Burnout and Neurodivergence: Understanding the signs, the research, and the recovery

A couple of years ago I hit a level of burnout that stopped me completely. At the time I was working as a senior nurse, supporting two neurodivergent children, running a household, and clearing the home of a close relative who had recently passed away. From the outside I looked organised and capable, but inside everything was collapsing. I was trying to be everything to everyone, but the weight of it all eventually became too much. My GP signed me off work and it took months before I even began to feel like myself again.

Burnout has affected me more than once in my life, and I see the same pattern in many of the women I work with. It is not a weakness or a lack of resilience, it is a full system shutdown that happens when the demands on a person consistently outweigh their available resources.

Burnout is now recognised as a significant issue, yet for neurodivergent adults it often presents differently and hits harder.
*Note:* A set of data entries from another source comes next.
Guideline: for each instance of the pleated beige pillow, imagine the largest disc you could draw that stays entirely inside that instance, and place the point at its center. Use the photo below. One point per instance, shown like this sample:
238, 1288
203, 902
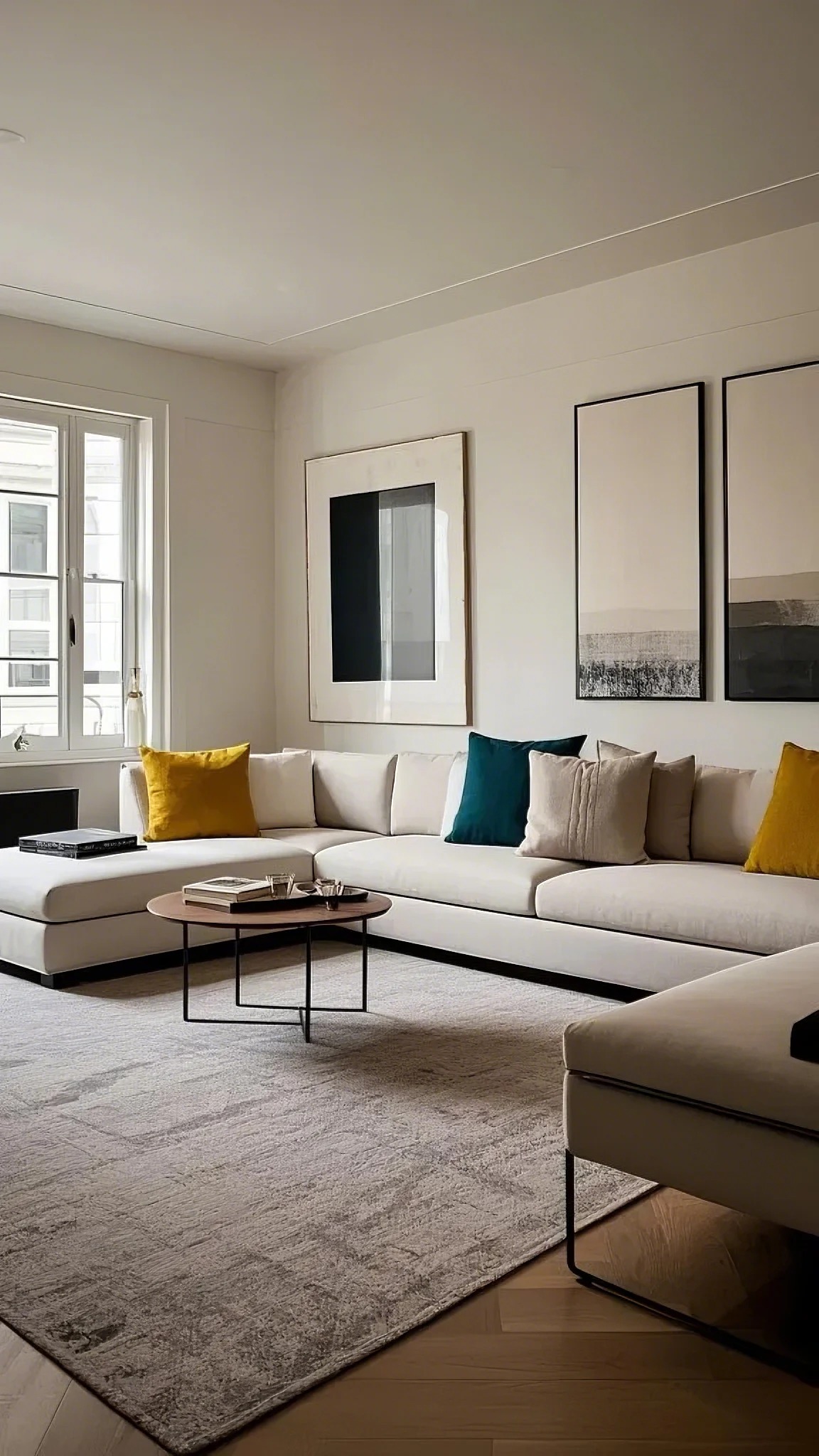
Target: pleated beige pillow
668, 826
588, 810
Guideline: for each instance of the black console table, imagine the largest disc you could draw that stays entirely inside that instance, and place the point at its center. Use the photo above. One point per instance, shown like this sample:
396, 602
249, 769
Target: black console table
37, 811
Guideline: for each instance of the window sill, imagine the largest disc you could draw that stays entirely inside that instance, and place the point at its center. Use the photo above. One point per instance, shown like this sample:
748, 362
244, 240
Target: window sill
46, 761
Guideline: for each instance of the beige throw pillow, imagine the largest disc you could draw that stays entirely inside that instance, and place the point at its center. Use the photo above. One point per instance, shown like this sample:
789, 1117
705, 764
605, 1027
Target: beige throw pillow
580, 808
668, 826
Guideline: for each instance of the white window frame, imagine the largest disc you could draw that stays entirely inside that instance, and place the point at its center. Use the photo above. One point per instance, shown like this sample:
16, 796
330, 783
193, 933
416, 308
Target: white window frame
73, 422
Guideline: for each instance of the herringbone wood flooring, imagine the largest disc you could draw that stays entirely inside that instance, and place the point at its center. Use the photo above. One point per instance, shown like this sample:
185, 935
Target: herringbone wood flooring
535, 1366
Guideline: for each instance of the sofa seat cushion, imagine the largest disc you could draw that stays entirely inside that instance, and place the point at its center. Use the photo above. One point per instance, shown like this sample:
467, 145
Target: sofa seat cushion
703, 904
484, 877
722, 1042
44, 887
315, 839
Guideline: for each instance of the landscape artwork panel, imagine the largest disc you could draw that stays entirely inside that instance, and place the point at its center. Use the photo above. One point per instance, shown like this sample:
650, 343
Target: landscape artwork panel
638, 482
771, 422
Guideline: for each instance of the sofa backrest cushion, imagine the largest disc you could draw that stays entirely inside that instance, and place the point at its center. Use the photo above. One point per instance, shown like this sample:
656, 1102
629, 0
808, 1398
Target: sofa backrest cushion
353, 790
727, 810
282, 790
419, 793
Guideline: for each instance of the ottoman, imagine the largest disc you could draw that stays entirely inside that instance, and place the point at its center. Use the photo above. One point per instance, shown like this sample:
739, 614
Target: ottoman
695, 1089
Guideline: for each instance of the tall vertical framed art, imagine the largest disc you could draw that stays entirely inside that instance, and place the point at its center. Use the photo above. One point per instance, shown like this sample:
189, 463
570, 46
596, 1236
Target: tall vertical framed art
771, 513
387, 584
638, 498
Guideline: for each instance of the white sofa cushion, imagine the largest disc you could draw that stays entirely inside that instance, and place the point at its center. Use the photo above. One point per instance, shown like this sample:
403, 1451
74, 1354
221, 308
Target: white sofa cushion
726, 811
723, 1042
486, 877
133, 800
282, 788
315, 839
353, 790
419, 794
705, 904
46, 887
454, 794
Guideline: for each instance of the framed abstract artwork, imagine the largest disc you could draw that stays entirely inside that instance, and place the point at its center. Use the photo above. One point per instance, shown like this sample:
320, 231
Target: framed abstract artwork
638, 500
771, 503
387, 584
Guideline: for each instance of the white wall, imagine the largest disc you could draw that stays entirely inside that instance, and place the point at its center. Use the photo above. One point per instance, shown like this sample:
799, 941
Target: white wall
512, 379
220, 528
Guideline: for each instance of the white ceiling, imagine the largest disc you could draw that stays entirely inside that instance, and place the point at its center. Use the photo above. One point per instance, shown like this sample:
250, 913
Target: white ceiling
269, 179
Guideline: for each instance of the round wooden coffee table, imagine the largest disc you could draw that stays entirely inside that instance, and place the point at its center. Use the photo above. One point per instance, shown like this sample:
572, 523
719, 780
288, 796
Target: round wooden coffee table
306, 919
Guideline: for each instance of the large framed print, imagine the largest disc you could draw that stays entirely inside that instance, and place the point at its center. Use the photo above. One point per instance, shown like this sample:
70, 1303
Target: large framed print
771, 501
387, 584
638, 500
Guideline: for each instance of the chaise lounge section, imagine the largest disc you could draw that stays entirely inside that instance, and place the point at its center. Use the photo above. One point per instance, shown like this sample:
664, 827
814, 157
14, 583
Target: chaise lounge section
381, 822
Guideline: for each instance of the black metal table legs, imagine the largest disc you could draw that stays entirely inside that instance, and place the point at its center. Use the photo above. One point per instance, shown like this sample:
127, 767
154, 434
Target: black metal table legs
302, 1011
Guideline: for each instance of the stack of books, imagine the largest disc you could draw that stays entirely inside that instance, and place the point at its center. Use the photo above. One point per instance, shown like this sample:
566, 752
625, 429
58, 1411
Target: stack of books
228, 893
79, 843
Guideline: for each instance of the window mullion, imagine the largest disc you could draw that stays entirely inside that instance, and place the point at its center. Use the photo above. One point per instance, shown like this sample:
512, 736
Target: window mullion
73, 577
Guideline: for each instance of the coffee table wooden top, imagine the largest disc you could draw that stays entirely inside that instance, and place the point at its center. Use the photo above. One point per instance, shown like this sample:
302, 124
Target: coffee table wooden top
173, 907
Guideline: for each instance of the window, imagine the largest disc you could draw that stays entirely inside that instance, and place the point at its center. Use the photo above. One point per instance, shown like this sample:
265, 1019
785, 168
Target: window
28, 529
30, 675
69, 494
30, 604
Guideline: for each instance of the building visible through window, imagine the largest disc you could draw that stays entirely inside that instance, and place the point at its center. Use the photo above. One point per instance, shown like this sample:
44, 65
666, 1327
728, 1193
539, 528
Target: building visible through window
28, 528
69, 516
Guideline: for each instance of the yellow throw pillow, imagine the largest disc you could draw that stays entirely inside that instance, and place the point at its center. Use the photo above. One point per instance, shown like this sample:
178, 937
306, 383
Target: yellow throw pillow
787, 840
198, 796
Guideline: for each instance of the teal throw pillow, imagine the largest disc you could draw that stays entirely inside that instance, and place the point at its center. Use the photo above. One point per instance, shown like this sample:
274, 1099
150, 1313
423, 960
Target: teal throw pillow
496, 790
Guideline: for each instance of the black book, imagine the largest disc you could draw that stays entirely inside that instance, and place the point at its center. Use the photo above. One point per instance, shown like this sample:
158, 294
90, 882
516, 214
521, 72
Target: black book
805, 1039
79, 843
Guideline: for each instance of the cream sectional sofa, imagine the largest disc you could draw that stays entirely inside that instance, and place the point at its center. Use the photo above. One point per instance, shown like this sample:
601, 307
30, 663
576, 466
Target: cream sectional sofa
378, 823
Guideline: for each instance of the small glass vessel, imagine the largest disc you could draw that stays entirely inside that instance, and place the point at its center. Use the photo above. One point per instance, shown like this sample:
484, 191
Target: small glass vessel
280, 886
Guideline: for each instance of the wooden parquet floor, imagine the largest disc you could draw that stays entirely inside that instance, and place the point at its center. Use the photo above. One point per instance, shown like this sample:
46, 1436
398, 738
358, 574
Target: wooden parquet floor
534, 1366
Burnout is more common among neurodivergent adults

Emerging research shows that neurodivergent adults experience burnout more frequently than neurotypical peers. One large UK survey reported that half of neurodivergent employees felt burnt out, compared with 38 percent of neurotypical workers (WTW, 2023). Another study of 800 neurodivergent workers found that more than 40 percent were already experiencing burnout, and many had taken time off because of it (Our Community, 2024).

These figures are based on workplace surveys rather than large scale clinical studies, but the pattern is clear and consistent.

Neurodivergent adults, including those with ADHD and autism, often use more cognitive and emotional energy to manage daily life. Executive function demands, sensory input, masking, relationships, and expectations all accumulate. Without adequate support the strain becomes overwhelming.

Autistic burnout is a recognised phenomenon

Within the autistic community, burnout has been recognised and described in detail. Research identifies autistic burnout as profound exhaustion, reduced tolerance to stimulus, and, in some cases, temporary loss of skills (Raymaker et al., 2020). It is linked with chronic stress and a long term mismatch between demands and available support.

The National Autistic Society highlights that autistic burnout is often misunderstood because the outward signs may not align with traditional workplace burnout (National Autistic Society, 2023). It can affect every part of a person’s life, not just their job.

Although this area has stronger research attention than ADHD related burnout, most published studies are small and qualitative. Large scale prevalence data does not yet exist.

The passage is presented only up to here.